Many of the workarounds are tailored to a specific business and its plans, such as how long the owners plan to hold the business and the effect of local taxes. That makes it hard to come up with the mass-market strategies that typically follow new tax laws.
Spinning off the real estate from a medical or legal practice into a separate leasing company, for instance, wouldn’t be likely to work in Florida, because the savings would largely be canceled by a 5.8% sales tax Florida imposes on lease payments, said Marvin Kirsner, a tax attorney in Boca Raton for Greenberg Traurig LLP.
Whether some strategies become popular could depend on how the IRS deals with fine points of the law, such as how health services are defined.
Cliff Holt owns four pharmacies in Utah that get more than 90% of their revenue from selling medicines, nutritional supplements, gifts and other retail products. The pharmacies also provide flu shots and vaccinations—which could be considered health services—and two of the 80 employees are registered nurses. Mr. Holt said he doesn’t want to miss out on the 20% deduction simply because he provides some health services, nor does he want to stop giving flu shots.

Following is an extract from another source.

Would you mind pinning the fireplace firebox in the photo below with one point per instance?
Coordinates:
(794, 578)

His tax adviser, Tom Wheelwright of WealthAbility LLC in Tempe, Ariz, is hoping the IRS will allow businesses structured as pass-throughs to claim the deduction even if a small amount of their revenue comes from health or other excluded services.
“If it’s all or none,” Mr. Wheelwright said, “the logical solution is to create two companies.” Mr. Wheelwright recently split his own CPA business from his education business, in part to take advantage of the new 20% deduction.

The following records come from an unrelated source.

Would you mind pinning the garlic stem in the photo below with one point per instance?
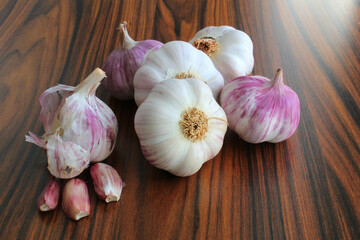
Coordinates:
(126, 42)
(278, 81)
(107, 182)
(90, 84)
(76, 201)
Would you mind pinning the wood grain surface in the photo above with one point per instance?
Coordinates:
(307, 187)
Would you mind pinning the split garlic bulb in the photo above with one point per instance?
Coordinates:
(122, 63)
(79, 127)
(260, 109)
(230, 50)
(179, 60)
(180, 126)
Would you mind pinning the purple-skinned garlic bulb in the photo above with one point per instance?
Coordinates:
(123, 62)
(107, 182)
(260, 109)
(79, 127)
(49, 197)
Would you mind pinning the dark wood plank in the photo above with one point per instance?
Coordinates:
(307, 187)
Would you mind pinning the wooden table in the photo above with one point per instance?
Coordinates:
(307, 187)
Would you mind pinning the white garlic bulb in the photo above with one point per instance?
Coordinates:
(230, 50)
(79, 127)
(179, 60)
(180, 126)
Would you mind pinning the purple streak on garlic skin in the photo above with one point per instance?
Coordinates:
(260, 109)
(75, 199)
(107, 182)
(65, 159)
(49, 197)
(122, 63)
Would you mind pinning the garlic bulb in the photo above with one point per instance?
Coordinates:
(180, 126)
(122, 63)
(260, 109)
(230, 50)
(49, 197)
(179, 60)
(107, 182)
(75, 199)
(79, 127)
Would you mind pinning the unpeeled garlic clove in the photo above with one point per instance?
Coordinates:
(75, 199)
(107, 182)
(49, 197)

Accountants are finding ways around another tripwire: For high earners regardless of industry the tax break is limited to 50% of wages paid or a combination of wages paid and assets, pinching business owners with few or no employees.
Philip London and Mark Feldstein, accountants at Wiss & Co. in New York City, said they have cut a client’s projected annual federal, state and local tax bill by $145,000 with a relatively simple shift. The two-owner marketing and events company will elect to be taxed as an S corporation instead of as a partnership.

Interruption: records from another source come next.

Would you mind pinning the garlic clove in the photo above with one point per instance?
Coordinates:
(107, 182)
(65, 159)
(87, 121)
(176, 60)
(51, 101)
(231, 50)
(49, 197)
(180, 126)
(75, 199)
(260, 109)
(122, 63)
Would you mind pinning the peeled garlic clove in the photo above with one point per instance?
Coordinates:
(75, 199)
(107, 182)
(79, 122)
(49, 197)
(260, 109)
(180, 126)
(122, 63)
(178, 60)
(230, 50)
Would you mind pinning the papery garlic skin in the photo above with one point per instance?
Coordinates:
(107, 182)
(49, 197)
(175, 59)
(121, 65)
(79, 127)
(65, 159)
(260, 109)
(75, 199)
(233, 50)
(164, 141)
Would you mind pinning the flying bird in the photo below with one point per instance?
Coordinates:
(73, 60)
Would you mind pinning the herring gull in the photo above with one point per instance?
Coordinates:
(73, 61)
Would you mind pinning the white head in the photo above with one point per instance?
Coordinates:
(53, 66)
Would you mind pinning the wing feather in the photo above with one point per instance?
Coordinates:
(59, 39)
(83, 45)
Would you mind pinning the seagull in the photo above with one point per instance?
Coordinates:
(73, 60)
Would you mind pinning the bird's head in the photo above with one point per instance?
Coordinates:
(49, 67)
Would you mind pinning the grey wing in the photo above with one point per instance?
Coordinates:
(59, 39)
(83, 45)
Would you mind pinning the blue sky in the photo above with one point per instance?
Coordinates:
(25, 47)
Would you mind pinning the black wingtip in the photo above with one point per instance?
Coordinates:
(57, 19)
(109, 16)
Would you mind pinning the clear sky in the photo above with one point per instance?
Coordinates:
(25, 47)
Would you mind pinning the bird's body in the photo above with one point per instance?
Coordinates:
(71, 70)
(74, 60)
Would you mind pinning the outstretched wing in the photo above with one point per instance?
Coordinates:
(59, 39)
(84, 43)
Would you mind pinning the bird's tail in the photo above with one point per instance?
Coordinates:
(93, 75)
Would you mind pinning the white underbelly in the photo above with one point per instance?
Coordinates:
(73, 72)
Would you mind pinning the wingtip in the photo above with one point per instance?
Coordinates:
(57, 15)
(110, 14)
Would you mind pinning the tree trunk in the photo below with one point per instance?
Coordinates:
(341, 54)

The new arrangement doesn’t fundamentally change the business, which earns estimated profits of $3 million annually. But the switch frees the owners from certain limits on partnerships and lets them pay themselves $500,000 each in wages, the accountants said. Those wages then let them qualify for the 20% deduction.
Other business owners are likely to redefine the type of work they do to better fit the law’s requirements. Karen Brosi, an accountant in Palo Alto, Calif., is telling high earners who consult on engineering projects to indicate on tax returns that they are “engineers”—a group not subject to the income limits for service businesses—rather than “consultants,” who are. The work is “all about engineering, code writing and systems engineering,” she said.
Advisers also are looking at ways to get taxable income below the $157,500 threshold so the restrictions don’t apply. That could simply mean stepping up charitable contributions or retirement-plan contributions, or taking other steps that reduce taxable income.
A more complicated option is to give shares of the business to family members, each of whom files a tax return that falls below the income threshold. Giving shares is easier now that the tax bill has raised the lifetime gift and estate tax exemption, tax advisers say.
Some business owners say potential tax savings aren’t worth the fuss. Larry Helms, president of C-Tech Controls Inc. in Hendersonville, Tenn., considered splitting his 37-person technology company in two to get around the wage limitations, but gave up on the idea after learning it would shave his tax bill by just 2% or 3%.
“There is a cost of doing that,” said Mr. Helms, whose firm provides building automation and controls, “and the tax incentive just wasn’t that great.”